When to Ignore Advice
by Al Kalar
A poet called in about a submission he’d sent. While we talked, he asked that if I didn’t like his poetry, could I give him some guidelines as to what to write. He seemed to think he could write poetry to order.
I can’t think of a better way for him to kill his writing career.
Poetry, song writing, and such can indeed be cranked out to a formula. Unfortunately, formula writing comes off as just that. Some of it will actually sell, but it will never become “great literature”.
The best poetry comes from deep inside the poet’s soul. The words struggle to get out and the poet’s job is to shape those words into meter and verse in such a manner that what s/he’s feeling inside is conveyed to the reader.
The same is true of music. Poets and song writers are “kissin’ cousins”. Their best and most enduring pieces are original creations that are uniquely theirs, not stuff written “to order” or by some formula.

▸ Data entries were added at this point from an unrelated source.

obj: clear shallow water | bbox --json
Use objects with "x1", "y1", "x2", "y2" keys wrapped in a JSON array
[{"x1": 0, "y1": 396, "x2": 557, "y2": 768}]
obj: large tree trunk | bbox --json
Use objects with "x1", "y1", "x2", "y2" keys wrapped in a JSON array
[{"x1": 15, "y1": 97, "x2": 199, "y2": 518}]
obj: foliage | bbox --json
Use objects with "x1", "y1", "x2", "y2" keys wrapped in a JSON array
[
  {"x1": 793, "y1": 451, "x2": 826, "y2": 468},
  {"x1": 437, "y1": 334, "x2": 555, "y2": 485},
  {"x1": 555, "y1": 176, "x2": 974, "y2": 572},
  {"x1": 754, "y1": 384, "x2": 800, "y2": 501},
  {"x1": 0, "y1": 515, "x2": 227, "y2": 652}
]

Yes, hack writers can make a living. Look at the proliferation of television series that are cranked out to formula. Some original thinker comes up with an idea for a series. The originator may even create some scripts during the first season of the new show. But eventually, the hacks are brought in to write to the show’s formula and a few seasons later, the show disappears to disappear into the plethora of reruns that provide programming for most of the cable networks.

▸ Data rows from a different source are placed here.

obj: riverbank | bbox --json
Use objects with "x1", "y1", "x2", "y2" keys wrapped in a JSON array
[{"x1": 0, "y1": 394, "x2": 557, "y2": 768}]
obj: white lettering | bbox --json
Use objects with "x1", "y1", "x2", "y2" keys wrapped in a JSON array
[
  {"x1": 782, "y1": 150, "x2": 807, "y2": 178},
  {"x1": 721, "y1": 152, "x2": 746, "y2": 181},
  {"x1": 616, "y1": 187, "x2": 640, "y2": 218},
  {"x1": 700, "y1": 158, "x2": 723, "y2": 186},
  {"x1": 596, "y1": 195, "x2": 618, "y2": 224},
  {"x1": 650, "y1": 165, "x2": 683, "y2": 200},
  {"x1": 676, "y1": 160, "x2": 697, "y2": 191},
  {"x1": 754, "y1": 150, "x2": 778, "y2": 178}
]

Don’t get me wrong. Hack writers are quite talented in their niche of writing. It’s hard work to come up with 13 new ideas every year that follow the show’s formula and central cast of characters. Without these writers, the truly creative people would have to spend most of their time writing scripts to the detriment of the next new series they could be creating.

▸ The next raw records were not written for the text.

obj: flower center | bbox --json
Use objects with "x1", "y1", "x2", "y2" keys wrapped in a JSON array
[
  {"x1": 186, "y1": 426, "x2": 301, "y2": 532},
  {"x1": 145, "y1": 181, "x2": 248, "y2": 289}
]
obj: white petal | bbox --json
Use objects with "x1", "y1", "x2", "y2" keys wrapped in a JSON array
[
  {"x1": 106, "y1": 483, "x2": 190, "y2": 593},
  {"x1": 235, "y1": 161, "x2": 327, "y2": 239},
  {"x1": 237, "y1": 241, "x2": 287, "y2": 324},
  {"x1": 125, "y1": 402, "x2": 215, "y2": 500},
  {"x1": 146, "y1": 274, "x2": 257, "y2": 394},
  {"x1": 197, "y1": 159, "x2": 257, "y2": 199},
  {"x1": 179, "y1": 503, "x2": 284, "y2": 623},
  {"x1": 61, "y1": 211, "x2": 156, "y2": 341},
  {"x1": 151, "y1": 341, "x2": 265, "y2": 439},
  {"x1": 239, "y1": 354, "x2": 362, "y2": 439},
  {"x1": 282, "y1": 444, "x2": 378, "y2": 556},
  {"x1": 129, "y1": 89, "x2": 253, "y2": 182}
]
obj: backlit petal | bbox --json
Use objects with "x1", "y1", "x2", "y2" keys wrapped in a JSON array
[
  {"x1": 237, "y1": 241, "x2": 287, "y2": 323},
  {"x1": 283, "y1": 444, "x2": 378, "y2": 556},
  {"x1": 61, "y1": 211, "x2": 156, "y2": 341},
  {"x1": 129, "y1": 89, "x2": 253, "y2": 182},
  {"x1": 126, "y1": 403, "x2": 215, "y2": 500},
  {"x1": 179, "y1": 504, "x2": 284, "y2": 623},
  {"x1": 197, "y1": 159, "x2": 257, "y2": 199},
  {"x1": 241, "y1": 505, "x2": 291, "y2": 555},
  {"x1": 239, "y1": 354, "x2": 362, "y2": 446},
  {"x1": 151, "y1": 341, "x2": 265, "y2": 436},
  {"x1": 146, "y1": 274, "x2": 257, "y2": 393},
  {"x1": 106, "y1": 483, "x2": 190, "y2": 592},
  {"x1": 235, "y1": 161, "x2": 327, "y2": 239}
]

The same is true of novel and eBook writers. When the muse strikes, the worst thing you can do is ask someone how to write up your inspiration and then follow their formula slavishly. Yes, you can ask for ideas. Yes, you can run your manuscript past your writing workshop or your editor. But the final decision on all change suggestions is your responsibility.
Okay, I’m a publisher’s editor and a fan of some types of literature (but not all types). I write my own stuff (under a pen name). I have my own bundle of prejudices as to what makes a “good read”. But I’ll never be as familiar with your story as you are. I’ve seen your manuscript for a day or even a week, but you’ve lived with it for months, maybe years.
I can tell you what doesn’t work for me and perhaps why it fails. I can offer some advice on how to fix it. I can tell you to use active rather than passive voice. But if you don’t apply your own filter to my advice, you could kill your child in the process. My feedback, your workshop feedback, and your hired editor’s feedback can help you see problems you may have missed because you’re too familiar with your creation. But none of these people can take over the writing tasks for you. If I rewrite a section of your book, it might not really fit the entire story. I may destroy a clue you dropped to explain why the lead pipe was so conveniently placed for a later fight scene.
So, do listen to advice. Read blogs on writing (ours as well as others), join a peer-to-peer workshop, read books on writing. These things will help you learn how to write. But when the muse strikes use these tools to craft something that is truly original and uniquely yours. In doing so, you will be more likely produce publishable stuff that is new and exciting. Perhaps you’ll create the next Tale of Two Cities.